SSH into your Pi and clone the repo.
git clone https://github.com/andrewbakercloudscale/pi2s3.git ~/pi2s3 cd ~/pi2s3
Prompts for your S3 bucket, region, and ntfy URL. Installs partclone, pigz, AWS CLI v2, sets up lifecycle policy and cron.
bash install.sh
Force an immediate backup to confirm everything works end-to-end. You'll get a push notification when done.
bash ~/pi2s3/pi-image-backup.sh --force
bash ~/pi2s3/pi-image-backup.sh --list 2026-04-16/ 3.4 GB raspberrypi (nvme0n1, mmcblk0) 2026-04-15/ 3.3 GB raspberrypi 2026-04-14/ 3.3 GB raspberrypi
If you use multiple AWS accounts, set a profile in config.env:
AWS_PROFILE="pi-backup" # in config.env
bash ~/pi2s3/install.sh --status # cron, log tail, dependency versions bash ~/pi2s3/install.sh --upgrade # git pull + redeploy
When your Pi dies: validate from your Mac, flash a minimal SD card, attach the target NVMe, SSH in, and restore. Full runbook in RECOVERY.md.
Confirms S3 image exists, reads the manifest, estimates flash time, prints the exact restore command.

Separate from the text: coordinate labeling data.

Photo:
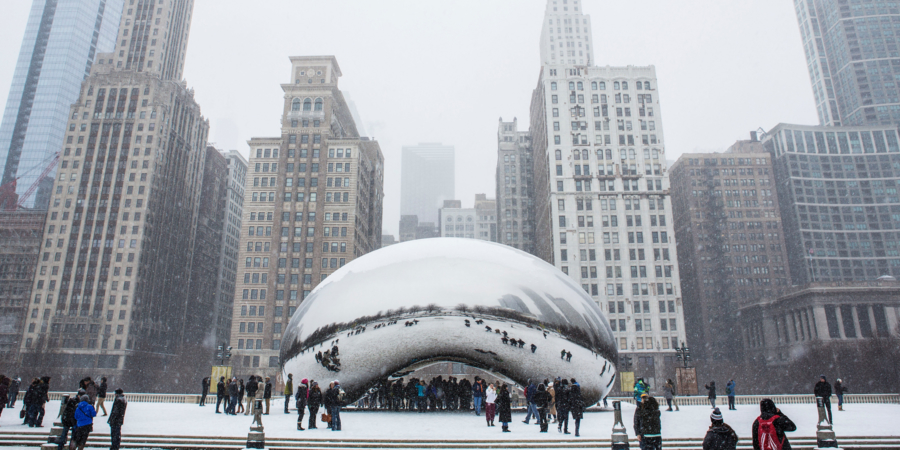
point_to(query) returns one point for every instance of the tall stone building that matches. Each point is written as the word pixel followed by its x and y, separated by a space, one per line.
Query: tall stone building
pixel 732 251
pixel 124 217
pixel 515 187
pixel 61 40
pixel 312 203
pixel 20 249
pixel 231 241
pixel 838 195
pixel 853 60
pixel 426 180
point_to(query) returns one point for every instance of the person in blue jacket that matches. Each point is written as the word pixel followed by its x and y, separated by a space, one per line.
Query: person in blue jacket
pixel 84 422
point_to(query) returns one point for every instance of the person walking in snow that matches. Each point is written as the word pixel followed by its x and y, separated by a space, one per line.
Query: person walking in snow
pixel 823 390
pixel 84 423
pixel 490 399
pixel 730 391
pixel 647 426
pixel 302 399
pixel 720 436
pixel 542 402
pixel 288 392
pixel 313 402
pixel 770 426
pixel 839 390
pixel 504 408
pixel 576 405
pixel 711 388
pixel 669 394
pixel 117 419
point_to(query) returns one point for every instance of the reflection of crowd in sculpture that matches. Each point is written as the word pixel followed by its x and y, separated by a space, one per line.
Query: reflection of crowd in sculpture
pixel 330 359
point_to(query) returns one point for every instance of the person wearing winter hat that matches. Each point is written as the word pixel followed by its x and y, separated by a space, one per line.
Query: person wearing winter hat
pixel 770 426
pixel 288 392
pixel 720 436
pixel 84 422
pixel 823 389
pixel 302 398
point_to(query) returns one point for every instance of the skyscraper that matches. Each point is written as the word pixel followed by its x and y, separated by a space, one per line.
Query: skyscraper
pixel 118 267
pixel 427 179
pixel 566 37
pixel 603 213
pixel 853 59
pixel 61 40
pixel 837 189
pixel 732 249
pixel 515 187
pixel 312 203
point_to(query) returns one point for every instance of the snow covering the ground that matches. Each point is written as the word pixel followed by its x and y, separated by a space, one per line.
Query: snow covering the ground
pixel 692 421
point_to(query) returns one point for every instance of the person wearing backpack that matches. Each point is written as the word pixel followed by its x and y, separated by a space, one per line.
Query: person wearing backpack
pixel 720 436
pixel 770 426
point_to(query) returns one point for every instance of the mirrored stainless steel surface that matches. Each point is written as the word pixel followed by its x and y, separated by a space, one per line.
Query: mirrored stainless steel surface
pixel 483 304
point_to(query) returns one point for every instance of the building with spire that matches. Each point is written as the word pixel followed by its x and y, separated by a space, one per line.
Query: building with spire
pixel 116 292
pixel 58 49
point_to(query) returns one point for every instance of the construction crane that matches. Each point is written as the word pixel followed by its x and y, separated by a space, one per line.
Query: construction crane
pixel 8 201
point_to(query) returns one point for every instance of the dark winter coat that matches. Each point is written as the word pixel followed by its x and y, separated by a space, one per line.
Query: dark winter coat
pixel 822 389
pixel 646 419
pixel 504 410
pixel 315 397
pixel 576 402
pixel 711 387
pixel 782 424
pixel 720 437
pixel 117 414
pixel 542 399
pixel 68 417
pixel 302 395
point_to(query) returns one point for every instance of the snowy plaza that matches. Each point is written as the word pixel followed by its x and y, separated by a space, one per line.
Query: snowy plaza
pixel 190 420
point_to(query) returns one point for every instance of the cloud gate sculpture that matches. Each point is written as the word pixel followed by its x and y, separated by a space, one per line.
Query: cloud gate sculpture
pixel 483 304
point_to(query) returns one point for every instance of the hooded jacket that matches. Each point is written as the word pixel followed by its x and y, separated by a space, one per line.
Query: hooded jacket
pixel 720 436
pixel 782 424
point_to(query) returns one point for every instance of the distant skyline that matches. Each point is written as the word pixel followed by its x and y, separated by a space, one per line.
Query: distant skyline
pixel 437 72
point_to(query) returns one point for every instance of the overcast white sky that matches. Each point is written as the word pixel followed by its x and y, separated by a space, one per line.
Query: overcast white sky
pixel 446 71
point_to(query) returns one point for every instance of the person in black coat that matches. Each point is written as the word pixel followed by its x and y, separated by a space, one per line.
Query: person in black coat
pixel 576 404
pixel 302 397
pixel 117 419
pixel 771 424
pixel 204 391
pixel 68 418
pixel 542 401
pixel 315 399
pixel 711 387
pixel 101 394
pixel 823 389
pixel 221 394
pixel 720 436
pixel 504 407
pixel 647 426
pixel 562 407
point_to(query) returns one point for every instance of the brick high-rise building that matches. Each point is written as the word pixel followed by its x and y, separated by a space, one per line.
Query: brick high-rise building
pixel 731 242
pixel 312 203
pixel 124 216
pixel 515 187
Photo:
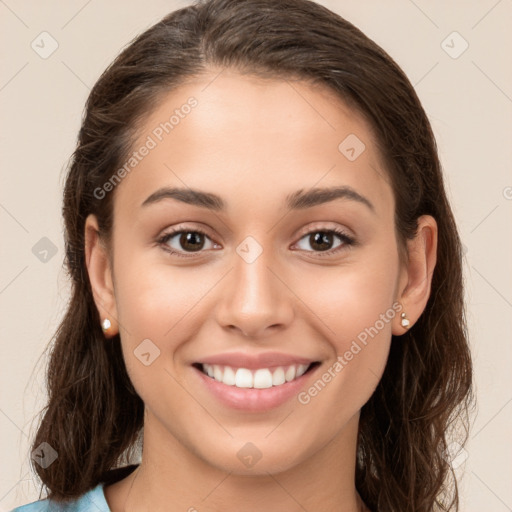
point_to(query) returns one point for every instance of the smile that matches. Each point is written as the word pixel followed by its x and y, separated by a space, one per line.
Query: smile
pixel 260 378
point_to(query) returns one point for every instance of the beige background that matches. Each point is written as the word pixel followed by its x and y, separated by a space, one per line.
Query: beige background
pixel 469 103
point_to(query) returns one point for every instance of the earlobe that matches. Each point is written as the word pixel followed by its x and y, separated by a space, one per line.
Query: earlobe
pixel 100 277
pixel 422 252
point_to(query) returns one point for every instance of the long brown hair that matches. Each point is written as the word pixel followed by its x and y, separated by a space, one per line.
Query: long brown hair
pixel 94 416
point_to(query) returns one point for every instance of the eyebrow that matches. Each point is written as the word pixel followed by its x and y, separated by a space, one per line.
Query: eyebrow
pixel 299 200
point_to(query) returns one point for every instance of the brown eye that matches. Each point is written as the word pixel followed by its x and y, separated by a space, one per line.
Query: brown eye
pixel 180 242
pixel 322 240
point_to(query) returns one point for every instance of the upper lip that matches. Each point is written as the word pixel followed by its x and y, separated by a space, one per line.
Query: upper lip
pixel 255 361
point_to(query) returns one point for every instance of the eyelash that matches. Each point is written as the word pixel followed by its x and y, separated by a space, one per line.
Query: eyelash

bash ~/pi2s3/test-recovery.sh --pre-flash ✔ AWS access OK ✔ Image exists: 2026-04-16/ (3.4 GB) ✔ Manifest: raspberrypi · Pi 5 · Bookworm · nvme0n1 Estimated restore time: ~12 min Run: pi-image-restore.sh --date 2026-04-16 --device /dev/nvme0n1
Interactive: pick backup date and target device. Or non-interactive for scripted recovery. Streams directly from S3 — no local storage needed.

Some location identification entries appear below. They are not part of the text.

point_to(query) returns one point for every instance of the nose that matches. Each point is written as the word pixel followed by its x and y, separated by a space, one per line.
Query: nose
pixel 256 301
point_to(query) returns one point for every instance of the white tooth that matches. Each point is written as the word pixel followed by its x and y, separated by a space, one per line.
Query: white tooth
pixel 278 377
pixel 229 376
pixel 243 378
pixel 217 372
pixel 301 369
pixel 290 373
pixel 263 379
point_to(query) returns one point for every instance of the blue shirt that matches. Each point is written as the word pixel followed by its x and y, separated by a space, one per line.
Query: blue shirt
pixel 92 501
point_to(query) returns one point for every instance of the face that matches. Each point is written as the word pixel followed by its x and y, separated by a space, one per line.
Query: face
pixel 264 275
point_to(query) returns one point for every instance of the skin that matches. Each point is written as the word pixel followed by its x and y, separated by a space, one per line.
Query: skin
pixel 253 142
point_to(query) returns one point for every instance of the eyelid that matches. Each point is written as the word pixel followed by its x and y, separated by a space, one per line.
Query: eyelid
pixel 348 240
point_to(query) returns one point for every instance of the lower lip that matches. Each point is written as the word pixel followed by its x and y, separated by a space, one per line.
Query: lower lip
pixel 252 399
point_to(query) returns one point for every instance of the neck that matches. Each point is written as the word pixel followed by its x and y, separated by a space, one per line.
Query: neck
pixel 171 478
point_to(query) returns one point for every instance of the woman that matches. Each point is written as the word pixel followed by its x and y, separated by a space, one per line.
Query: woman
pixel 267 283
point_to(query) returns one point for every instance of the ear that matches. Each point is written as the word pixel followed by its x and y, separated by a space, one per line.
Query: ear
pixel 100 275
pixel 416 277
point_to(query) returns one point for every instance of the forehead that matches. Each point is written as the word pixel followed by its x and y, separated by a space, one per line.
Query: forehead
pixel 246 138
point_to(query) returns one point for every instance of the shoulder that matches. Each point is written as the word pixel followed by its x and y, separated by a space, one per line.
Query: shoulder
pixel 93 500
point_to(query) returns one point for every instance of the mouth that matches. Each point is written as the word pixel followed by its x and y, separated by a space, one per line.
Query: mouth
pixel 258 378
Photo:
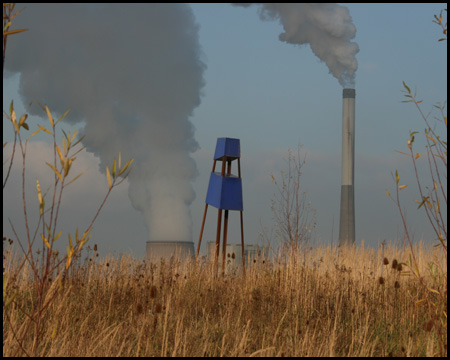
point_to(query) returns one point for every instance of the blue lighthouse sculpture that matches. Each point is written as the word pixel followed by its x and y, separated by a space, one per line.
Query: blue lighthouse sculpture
pixel 225 193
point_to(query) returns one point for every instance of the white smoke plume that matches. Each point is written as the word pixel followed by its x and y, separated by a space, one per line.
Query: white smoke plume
pixel 327 28
pixel 133 74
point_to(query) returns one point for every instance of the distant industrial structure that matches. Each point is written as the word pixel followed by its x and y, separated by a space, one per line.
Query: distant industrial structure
pixel 347 214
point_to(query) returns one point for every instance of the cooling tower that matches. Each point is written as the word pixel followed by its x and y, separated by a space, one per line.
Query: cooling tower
pixel 347 217
pixel 155 250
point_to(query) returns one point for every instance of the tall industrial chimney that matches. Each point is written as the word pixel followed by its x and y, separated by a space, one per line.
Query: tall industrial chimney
pixel 347 218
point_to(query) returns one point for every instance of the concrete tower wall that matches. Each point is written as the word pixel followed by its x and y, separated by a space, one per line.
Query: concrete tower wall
pixel 347 214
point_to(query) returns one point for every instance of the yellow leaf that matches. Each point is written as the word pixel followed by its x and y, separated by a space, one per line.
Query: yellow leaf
pixel 125 167
pixel 34 133
pixel 114 169
pixel 56 171
pixel 40 198
pixel 60 154
pixel 50 117
pixel 70 243
pixel 403 152
pixel 429 137
pixel 45 241
pixel 435 291
pixel 44 129
pixel 57 236
pixel 108 176
pixel 69 258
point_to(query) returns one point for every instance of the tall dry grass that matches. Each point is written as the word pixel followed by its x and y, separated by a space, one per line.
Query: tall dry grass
pixel 319 302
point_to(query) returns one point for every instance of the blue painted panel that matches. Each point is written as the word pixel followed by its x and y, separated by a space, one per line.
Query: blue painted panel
pixel 225 192
pixel 227 147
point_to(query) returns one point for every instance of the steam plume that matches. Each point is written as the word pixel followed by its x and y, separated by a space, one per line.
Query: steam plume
pixel 132 73
pixel 327 28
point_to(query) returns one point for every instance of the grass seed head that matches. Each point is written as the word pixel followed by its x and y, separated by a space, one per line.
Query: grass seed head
pixel 153 292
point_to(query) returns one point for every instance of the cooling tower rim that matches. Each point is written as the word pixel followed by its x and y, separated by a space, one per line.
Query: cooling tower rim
pixel 349 93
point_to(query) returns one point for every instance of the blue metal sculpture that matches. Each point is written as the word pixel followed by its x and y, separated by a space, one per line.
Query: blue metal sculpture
pixel 225 193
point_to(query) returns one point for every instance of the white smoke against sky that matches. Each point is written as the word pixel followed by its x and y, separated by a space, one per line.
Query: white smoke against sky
pixel 326 27
pixel 133 74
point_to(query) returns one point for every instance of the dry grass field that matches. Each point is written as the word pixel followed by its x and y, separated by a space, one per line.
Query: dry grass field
pixel 317 302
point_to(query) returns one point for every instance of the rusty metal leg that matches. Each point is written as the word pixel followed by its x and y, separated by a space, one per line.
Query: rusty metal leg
pixel 224 242
pixel 216 257
pixel 242 242
pixel 201 232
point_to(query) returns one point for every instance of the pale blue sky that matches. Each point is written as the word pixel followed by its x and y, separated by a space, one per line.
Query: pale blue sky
pixel 273 95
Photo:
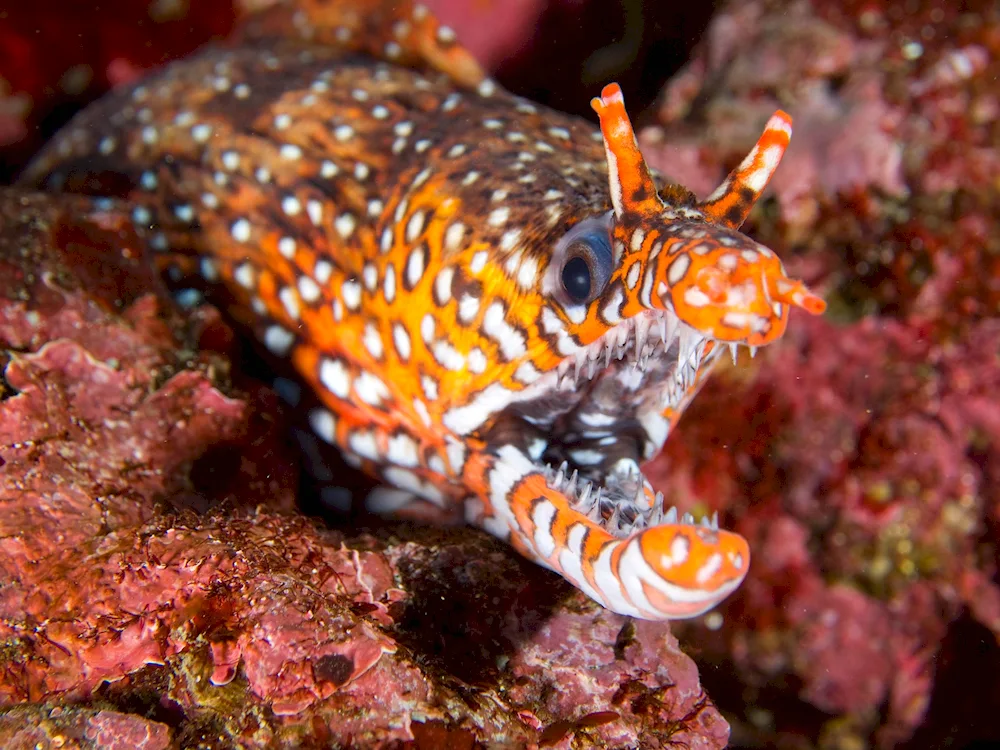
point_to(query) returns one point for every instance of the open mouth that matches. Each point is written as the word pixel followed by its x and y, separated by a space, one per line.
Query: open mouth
pixel 626 381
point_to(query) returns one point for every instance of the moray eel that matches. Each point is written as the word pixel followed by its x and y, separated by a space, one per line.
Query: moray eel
pixel 499 308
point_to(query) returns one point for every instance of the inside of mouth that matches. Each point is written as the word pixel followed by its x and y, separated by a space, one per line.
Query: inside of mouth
pixel 601 414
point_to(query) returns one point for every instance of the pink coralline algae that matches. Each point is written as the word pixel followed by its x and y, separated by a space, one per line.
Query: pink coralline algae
pixel 859 457
pixel 161 590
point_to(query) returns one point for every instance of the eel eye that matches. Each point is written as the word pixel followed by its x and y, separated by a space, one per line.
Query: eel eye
pixel 577 279
pixel 587 261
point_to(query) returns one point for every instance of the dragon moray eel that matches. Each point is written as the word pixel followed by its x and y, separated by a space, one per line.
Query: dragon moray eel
pixel 500 312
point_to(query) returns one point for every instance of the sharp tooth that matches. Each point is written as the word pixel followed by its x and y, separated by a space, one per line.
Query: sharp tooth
pixel 688 339
pixel 615 522
pixel 669 331
pixel 640 498
pixel 560 476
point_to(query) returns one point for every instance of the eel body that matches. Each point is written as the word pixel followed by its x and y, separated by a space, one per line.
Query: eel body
pixel 500 309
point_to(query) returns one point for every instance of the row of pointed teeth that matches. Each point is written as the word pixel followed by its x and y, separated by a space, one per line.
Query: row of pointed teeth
pixel 626 516
pixel 640 338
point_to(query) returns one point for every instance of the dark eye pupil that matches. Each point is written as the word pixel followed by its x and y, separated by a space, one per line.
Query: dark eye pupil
pixel 576 279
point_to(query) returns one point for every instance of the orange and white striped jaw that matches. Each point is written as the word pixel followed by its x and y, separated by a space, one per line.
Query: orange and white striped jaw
pixel 688 258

bash ~/pi2s3/pi-image-restore.sh # Or non-interactively: bash ~/pi2s3/pi-image-restore.sh --date 2026-04-16 --device /dev/nvme0n1 --yes
Raspberry Pi OS auto-expands the root filesystem. Clear the old host key on your Mac before connecting.
ssh-keygen -R raspberrypi.local ssh pi@raspberrypi.local
Checks filesystem expansion, NVMe mount, all Docker containers, Cloudflare tunnel, cron jobs, MariaDB, HTTP, memory, and load.
bash ~/pi2s3/test-recovery.sh --post-boot ✔ OS: Debian GNU/Linux 12 (bookworm) aarch64 ✔ Filesystem expanded (954 GB) ✔ NVMe mounted at /mnt/nvme ✔ Docker: 6/6 containers running ✔ Cloudflare tunnel: active (2 ha_connections) ✔ Cron: pi2s3 backup + app-layer backup present ✔ MariaDB: responding, 42 tables ✔ HTTP: 200 OK on localhost
An optional monitor that runs every 5 minutes. If your site or tunnel goes down, it automatically recovers through three escalating phases before rebooting the Pi as a last resort.
Set CF_WATCHDOG_ENABLED=true in config.env and run bash install.sh --watchdog. That's it.
ntfy.sh alerts at every stage: first failure, each phase escalation, recovery, and "manual needed" if rate-limited from rebooting.
Phase 3 reboots are capped to once every 6 hours. If the rate limit is hit, an alert fires instead and the watchdog exits cleanly.
At 3–5 GB per compressed image using S3 STANDARD_IA. Costs vary by region — af-south-1 (Cape Town) is slightly higher than us-east-1.
| Retention | S3 storage | Monthly cost (STANDARD_IA) |
|---|---|---|
| 7 images | ~25 GB | <$1/month |
| 30 images | ~120 GB | ~$2/month |
| 60 images | ~240 GB | ~$3/month |
S3 lifecycle policy is installed automatically by install.sh --setup. Images beyond MAX_IMAGES (default: 60) are deleted automatically. Switch to GLACIER_IR for long-term cold storage at ~80% less cost.